第2回読書の会 報告

◆開催日=2025年7月27日(日)
◆会 場=小平市 美園地域センター

「読書の会」第2回の会合を行いました。
今回は夏目漱石さんの『夢十夜』の読後感想を中心に進めました。夢物語という形式をとった十編の短編で、場面設定も神代の昔から執筆当時(明治)と年代に幅があり、心温まるもの、情念を感じさせるものと話しの内容も多彩な作品です。

小説は作品を通してテーマがあり、それも比較的わかりやすく描かれているものが多いので、『夢十夜』はどの作品も「夢」の話だから「オチ」がないことに戸惑った、という皆さんの感想でしたが、心に残った話を語り合っていくと、「第五夜」の戦に負けた武将が、討たれる前に恋人を呼び、彼の元に急ぐ恋人の道中に横やりが入り、崖から転落してしまい武将に会うことができなかった話に集中し、「明治時代に『恋』を語る作者の目の付け所は斬新だ」「馬に乗るのは難しいのに、裸馬を操って夜道を走るこの女性は並みの人ではない」「女の道中を邪魔した『あまのじゃく』は、表記が通常使われる『天邪鬼』ではなく『天探女』となっている。武将に会いに行く女に嫉妬した別の女の情念を表しているのかもしれない」と活発に感想、意見が交わされました。

漱石さんは早稲田駅に「生誕の地」の石碑もあり、一時期は東京専門学校(早稲田大学)で講師をしていたこともあり、何かと早稲田と関わりがある作家です。身近に感じられました。また、38歳で作家として出発し、死去したのが50歳になる少し前でしたので、文壇で活躍したのは10年ほどのことで、案外短かったことにも私は驚きました。
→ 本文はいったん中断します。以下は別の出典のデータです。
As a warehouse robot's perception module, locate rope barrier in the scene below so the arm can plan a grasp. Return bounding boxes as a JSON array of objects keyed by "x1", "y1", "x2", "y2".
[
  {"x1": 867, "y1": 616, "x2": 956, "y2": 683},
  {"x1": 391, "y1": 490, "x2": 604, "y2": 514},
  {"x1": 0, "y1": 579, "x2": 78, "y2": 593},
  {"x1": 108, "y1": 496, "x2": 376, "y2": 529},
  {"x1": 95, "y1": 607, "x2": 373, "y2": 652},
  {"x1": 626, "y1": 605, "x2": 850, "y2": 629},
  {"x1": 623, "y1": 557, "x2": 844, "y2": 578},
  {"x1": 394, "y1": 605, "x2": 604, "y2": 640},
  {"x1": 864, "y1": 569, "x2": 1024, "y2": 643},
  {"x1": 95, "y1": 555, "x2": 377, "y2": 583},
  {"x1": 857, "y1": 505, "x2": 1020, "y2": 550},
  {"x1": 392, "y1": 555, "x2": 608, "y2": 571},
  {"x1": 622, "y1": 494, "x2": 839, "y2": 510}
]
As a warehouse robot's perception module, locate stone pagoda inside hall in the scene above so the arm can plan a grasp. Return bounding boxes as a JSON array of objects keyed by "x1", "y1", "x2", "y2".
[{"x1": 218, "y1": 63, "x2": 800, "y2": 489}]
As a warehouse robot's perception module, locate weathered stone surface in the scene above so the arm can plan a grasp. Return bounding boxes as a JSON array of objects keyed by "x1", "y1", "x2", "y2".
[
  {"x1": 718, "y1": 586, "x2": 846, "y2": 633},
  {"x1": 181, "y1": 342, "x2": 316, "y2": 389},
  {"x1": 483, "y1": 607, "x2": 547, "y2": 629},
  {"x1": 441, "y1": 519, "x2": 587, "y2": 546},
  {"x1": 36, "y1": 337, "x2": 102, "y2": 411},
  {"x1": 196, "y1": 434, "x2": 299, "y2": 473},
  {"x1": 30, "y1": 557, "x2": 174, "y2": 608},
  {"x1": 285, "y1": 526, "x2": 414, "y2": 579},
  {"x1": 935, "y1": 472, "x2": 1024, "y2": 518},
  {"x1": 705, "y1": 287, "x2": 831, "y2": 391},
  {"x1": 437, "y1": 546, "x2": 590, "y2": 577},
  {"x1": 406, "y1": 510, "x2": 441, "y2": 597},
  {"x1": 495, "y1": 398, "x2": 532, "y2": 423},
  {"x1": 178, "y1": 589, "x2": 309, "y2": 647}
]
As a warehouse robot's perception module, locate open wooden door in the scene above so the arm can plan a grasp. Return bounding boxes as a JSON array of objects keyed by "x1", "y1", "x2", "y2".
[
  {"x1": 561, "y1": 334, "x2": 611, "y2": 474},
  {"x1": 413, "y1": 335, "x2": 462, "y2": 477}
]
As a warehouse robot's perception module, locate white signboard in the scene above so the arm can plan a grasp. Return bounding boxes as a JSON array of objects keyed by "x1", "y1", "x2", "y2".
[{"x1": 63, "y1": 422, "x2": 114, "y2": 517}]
ご参加の方々皆さん、ご多忙のところ作品全編を読んできてくださいました。また猛暑の中ご参加くださりありがとうございました。皆さんの読書意欲の高揚の一助となれば幸いです。

次回は私たちが高校生、大学生時代に一度は手に取ったと思われる星新一さんの作品を取り上げて、9月下旬頃開催したいと考えています。作品が決まりましたらメルマガ等でお知らせします。

【参加者(敬称略)】 大島、川崎、樋口、松村、山田。5名。